Обсуждали спектакль на художественном совете не один раз, и даже с участием министра культуры Е.А. Фурцевой. Во время одного из таких обсуждений неожиданно умер ее заместитель Тарасов, но и тогда заседание в театре продолжилось…
На последнем таком обсуждении после просмотра в филиале МХАТа спор шел уже не столько об этом спектакле, сколько вообще о будущих путях развития Художественного театра. Пришли почти все «старики». Активно защищала спектакль А.И. Степанова и даже воскликнула:
— Здравствуй, племя молодое, незнакомое!
М.М. Яншин, как всегда, говорил очень зло. У него в такие моменты глаза делались, как у рака… А.К. Тарасова пламенно и красиво, но непримиримо осудила и пьесу, и исполнительницу главной роли Татьяну Доронину. (Кстати, говорят, именно Тарасова была против приема в МХАТ Т.Дорониной после окончания ею Школы-Студии в 1956 году. А слово Тарасовой было решающим как председателя Государственной экзаменационной комиссии). Очень горячо (по-ленински!) защищал и спектакль, и «выдающуюся актрису Доронину» Б.А. Смирнов. Что-то пытались говорить и мы, «молодые» члены Худсовета. Но, как всегда, М.И. Прудкин знал, чем можно напугать руководителей советской культуры и искусства, — он назвал спектакль «декадентским», а это было самое опасное обвинение! И потребовал, чтобы «куратор этого спектакля объяснил, как он такое допустил в Художественном театре?!»…
Куратором был — и все это знали — Б.Н. Ливанов. Таков оказался ядовитый укус «этого Яго» (так Ливанов называл Прудкина)! И, как выяснилось летом того же 1970 года, на обсуждении-то был только первый удар по Ливанову…
На гастролях в Японии я купил магнитофон «Sony» и взял его на это обсуждение, словно предчувствуя, что это будет историческое заседание (и, как потом оказалось, последнее заседание Худсовета театра). К сожалению, запись у меня была тусклая, но страстную речь Ливанова я записал полностью; впрочем, он всегда выступал очень темпераментно и даже художественно! Он сказал тогда:
— Поднят вопрос: где же сейчас Художественный театр? А Художественный театр вот он такой и есть, в котором мы сейчас служим. Значит, в этом и надо разобраться.
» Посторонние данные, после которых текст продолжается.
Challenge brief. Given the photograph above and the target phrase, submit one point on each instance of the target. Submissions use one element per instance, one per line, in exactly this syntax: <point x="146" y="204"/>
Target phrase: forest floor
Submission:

Я сорок пять лет в Художественном театре. Как мне известно, я тоже ученик Станиславского и Немировича-Данченко. Мои сорок пять лет ничем не отличаются от сорока пяти лет других моих товарищей, которые имеют другое представление о смысле деятельности Художественного театра. Что делать, вопрос чрезвычайно серьезный.
Я лично глубоко убежден, что Художественный театр — это не сохранение давних традиций, это прежде всего развитие принципов искусства Художественного театра. Если вы внимательно прочитаете сейчас все литературное наследство, оставшееся нам в завещаниях, то вы увидите, что там ничего не завещано догматического. Константин Сергеевич безмерно боялся, чтобы его система не превратилась в догму… Во что она в значительной мере превращена в театре. Это имеет место, и могу это подробнейшим образом показать. На эту тему я могу сделать — абсолютно точно и ответственно, — по крайней мере, три доклада…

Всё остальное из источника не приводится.